Thiruvengada Nagar residents are seeing a long-pending demand take shape now. Coming up along the rail line on South End Road, the barrier is expected to check trespassers

A new wall is coming up along the rail line on South End Road, Thiruvengada Nagar in Ambattur, thanks to the suspension of suburban trains due to lockdown.

Southern Railway has made use of the period to construct the side-wall that residents have been demanding for a long time to check accidents on the track, especially involving cattle.

Recently, workers with the Southern Railway were seen raising the steel beams for the construction of concrete pillars. As per estimates, the side wall will be constructed along the entire 800-metre-long South End Road and it would be around six feet high, and raised concrete platform that would be two-feet from the ground.

The work is expected to be completed in a month. “For many years, we have been asking that the passage along the track be closed because it will prevent trespassing which has caused many accidents,” says S. Suresh, secretary, Thiruvengada Nagar Residents Welfare Association in Ambattur.

The open passage along the track on the South End Road has been a sore point with residents, as it makes it easy for anti-socials and stray animals to cross over, via the tracks.

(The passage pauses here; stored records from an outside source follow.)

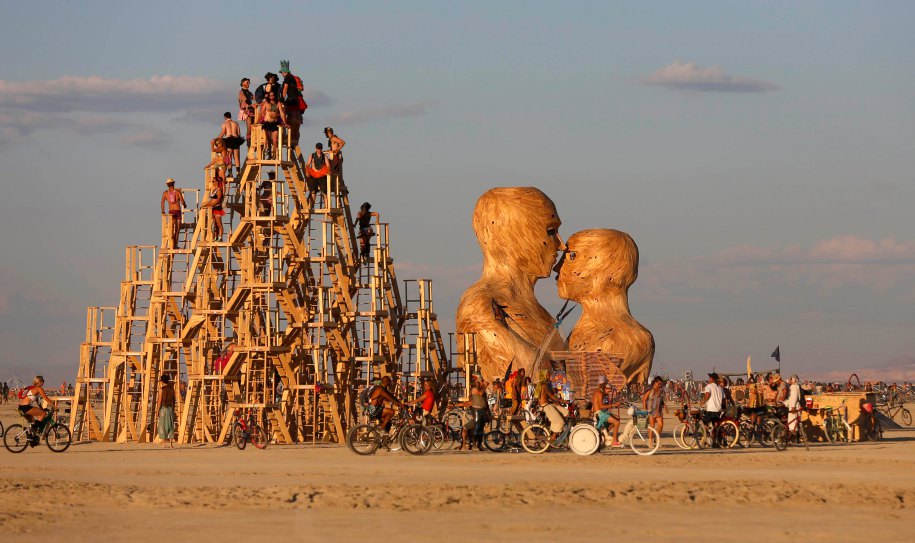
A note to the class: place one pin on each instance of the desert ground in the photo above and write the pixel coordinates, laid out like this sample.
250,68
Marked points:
121,492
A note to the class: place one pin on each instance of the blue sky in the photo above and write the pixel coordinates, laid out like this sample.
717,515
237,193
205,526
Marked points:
759,153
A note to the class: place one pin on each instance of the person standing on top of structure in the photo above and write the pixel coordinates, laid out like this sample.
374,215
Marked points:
176,203
245,101
231,136
316,170
335,152
271,114
364,221
266,88
216,197
292,97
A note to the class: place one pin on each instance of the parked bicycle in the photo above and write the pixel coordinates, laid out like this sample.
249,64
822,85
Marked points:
55,435
404,433
247,429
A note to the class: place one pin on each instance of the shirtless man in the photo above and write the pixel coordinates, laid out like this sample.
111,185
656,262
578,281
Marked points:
175,199
602,401
335,146
231,135
377,409
272,114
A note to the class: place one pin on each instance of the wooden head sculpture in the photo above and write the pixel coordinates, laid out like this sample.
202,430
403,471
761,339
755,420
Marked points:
597,270
518,232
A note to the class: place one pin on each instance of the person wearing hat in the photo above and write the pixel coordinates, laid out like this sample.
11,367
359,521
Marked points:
335,152
713,397
290,95
165,407
793,403
175,199
602,401
269,84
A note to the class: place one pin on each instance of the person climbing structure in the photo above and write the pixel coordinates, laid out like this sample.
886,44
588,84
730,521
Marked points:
364,222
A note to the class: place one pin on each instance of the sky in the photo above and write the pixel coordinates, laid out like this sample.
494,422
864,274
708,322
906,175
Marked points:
759,153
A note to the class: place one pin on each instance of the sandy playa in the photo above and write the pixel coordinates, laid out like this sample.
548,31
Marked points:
144,493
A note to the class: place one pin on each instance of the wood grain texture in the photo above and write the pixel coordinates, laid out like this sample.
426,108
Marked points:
605,264
511,225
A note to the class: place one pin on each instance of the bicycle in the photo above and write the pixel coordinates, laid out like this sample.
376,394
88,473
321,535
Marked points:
246,429
56,436
536,438
891,409
782,436
366,439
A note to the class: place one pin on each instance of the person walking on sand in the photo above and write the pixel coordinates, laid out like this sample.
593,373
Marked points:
602,401
165,407
653,402
176,203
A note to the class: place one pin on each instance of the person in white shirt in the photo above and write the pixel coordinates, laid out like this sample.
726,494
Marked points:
793,403
713,397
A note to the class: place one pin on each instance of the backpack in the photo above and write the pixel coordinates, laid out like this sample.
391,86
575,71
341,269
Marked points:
366,395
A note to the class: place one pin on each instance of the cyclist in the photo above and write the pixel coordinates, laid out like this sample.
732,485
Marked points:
713,397
30,402
602,401
551,405
427,399
377,410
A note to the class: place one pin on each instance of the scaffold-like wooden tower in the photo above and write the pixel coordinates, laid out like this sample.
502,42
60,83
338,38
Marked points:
308,323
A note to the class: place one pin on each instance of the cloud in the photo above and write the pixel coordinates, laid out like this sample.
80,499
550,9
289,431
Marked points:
98,94
690,77
146,138
838,263
386,112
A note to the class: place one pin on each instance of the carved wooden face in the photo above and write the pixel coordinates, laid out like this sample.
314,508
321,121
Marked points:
518,228
596,260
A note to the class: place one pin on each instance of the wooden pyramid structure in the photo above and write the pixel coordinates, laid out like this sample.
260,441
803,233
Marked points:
309,324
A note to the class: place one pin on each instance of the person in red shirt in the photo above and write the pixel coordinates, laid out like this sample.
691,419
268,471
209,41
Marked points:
427,399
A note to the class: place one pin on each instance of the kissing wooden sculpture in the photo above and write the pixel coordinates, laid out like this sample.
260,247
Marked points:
518,232
597,270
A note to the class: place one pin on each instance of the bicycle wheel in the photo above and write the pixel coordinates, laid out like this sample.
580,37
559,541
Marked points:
57,437
584,439
678,430
779,437
16,439
416,439
240,436
363,439
495,440
258,437
728,434
700,437
535,439
746,435
645,442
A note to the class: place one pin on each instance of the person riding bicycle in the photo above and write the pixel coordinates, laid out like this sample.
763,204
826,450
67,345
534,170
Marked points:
30,402
551,404
603,399
376,408
427,399
475,416
713,397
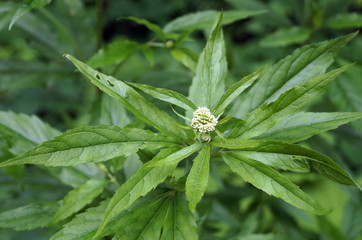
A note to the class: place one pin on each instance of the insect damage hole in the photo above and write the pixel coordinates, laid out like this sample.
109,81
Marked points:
110,84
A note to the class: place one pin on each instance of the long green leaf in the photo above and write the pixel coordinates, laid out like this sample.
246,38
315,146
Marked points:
288,104
84,226
303,64
166,95
112,113
323,164
79,197
149,227
177,156
196,182
90,144
28,217
205,19
208,84
303,125
272,182
143,181
276,160
234,91
180,223
132,100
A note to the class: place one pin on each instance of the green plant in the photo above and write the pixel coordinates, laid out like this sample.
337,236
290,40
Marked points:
255,137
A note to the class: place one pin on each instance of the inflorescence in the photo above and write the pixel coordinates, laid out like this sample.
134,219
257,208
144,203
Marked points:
203,120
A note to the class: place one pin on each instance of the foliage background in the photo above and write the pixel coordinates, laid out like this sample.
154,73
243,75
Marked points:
36,79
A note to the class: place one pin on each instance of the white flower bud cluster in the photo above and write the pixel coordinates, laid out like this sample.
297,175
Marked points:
203,120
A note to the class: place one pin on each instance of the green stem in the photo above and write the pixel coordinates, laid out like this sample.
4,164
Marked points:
62,29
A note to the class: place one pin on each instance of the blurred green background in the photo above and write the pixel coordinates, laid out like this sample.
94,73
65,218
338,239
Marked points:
36,79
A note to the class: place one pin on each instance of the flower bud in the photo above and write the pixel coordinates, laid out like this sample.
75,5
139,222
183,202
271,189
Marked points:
203,120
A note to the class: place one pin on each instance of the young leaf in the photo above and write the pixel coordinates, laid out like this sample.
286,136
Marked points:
186,56
234,91
196,182
303,64
28,217
205,19
151,26
132,100
277,160
89,144
267,115
79,197
177,156
113,53
83,226
303,125
166,95
208,84
180,223
323,164
30,128
271,182
143,181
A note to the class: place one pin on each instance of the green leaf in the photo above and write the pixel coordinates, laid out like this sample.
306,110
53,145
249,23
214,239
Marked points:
277,160
79,197
270,181
113,53
143,181
303,64
166,95
205,19
186,56
288,104
31,4
151,26
303,125
323,164
196,182
30,128
208,84
180,223
28,217
149,227
345,93
90,144
148,53
133,101
234,91
345,20
178,156
83,226
113,113
286,36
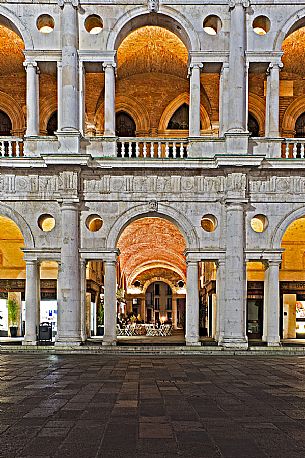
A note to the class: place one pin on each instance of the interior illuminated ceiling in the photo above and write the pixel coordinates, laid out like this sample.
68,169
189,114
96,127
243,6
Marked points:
294,52
152,49
152,247
11,52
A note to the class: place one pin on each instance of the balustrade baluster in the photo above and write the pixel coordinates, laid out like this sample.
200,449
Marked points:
295,149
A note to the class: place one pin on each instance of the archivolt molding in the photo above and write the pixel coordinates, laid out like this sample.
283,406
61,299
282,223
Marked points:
166,17
282,227
298,16
174,105
152,265
9,19
11,107
47,108
131,106
292,112
162,211
20,222
257,107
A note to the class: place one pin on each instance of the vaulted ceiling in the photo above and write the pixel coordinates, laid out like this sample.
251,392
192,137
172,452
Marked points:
154,246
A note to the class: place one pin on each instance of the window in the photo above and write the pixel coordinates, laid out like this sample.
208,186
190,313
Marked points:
125,125
169,303
157,303
52,124
300,126
5,124
180,119
253,126
157,289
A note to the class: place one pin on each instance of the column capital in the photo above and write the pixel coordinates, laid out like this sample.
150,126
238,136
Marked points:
233,3
62,3
274,66
108,65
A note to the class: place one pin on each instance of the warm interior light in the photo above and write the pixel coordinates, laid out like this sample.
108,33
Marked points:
46,29
95,30
210,30
259,31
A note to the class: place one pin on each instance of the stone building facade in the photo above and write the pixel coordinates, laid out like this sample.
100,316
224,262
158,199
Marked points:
178,121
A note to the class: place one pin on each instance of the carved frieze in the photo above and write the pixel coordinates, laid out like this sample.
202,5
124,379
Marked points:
66,183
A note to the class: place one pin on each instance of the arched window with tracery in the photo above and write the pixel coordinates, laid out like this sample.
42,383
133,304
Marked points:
125,125
300,126
5,124
52,124
180,119
253,126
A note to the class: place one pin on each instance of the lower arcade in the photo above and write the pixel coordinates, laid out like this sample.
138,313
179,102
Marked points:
158,295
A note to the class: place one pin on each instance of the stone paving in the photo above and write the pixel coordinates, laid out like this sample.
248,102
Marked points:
133,406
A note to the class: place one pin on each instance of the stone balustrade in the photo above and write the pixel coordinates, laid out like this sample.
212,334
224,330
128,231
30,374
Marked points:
152,148
294,148
11,147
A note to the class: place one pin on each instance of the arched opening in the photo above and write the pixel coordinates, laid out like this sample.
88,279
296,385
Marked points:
5,124
52,124
151,277
12,269
152,71
180,119
125,125
253,125
292,277
300,126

Cattle rearing is common in some of these areas, and many bovines are allowed to grazing along the track and open areas in Ambattur.

The open passage has been a getaway space for miscreants and petty criminals, as they use it as an exit route after committing a crime.

A similar wall

Prior to the complete lockdown in March, Southern Railway constructed a similar side wall on the narrow rail over bridge (ROB) in Ambattur Old Town (OT) on Chennai – Tiruvallur High (CTH) Road, maintained by the State Highways Department, to prevent motorists from slipping on the sandy pathway along the carriageway and falling on the railway track below the flyover.

Built in the early 1970s, the bridge is around 100 metres long and 30 feet wide and can allow two buses to travel simultaneously. Despite vehicular traffic being on the rise, the bridge has remained an significant part of a route for thousands of motorists from western and north western parts on their way to the central parts of the city.

An active citizens’ group

Divided into 138 plots, Thiruvengada Nagar is a small locality consisting of 10 streets and two main roads. Most of the residents are employed in government sectors and industrial units at Pattaravakkam, Athipet and Ambattur. The neighbourhood is located between Ambattur and Korattur lakes on an elevated landscape.

In the early 1980s, residents would patrol the streets at night when the locality had been newly created from the Villivakkam block in Tiruvallur district. With a small team of four residents, mostly young men, they would patrol the locality between 10 p.m and 6 a.m then.

During emergencies and natural disasters, especially the 2015 floods, many residents from the neighbourhood have volunteered for relief work elsewhere in Chennai.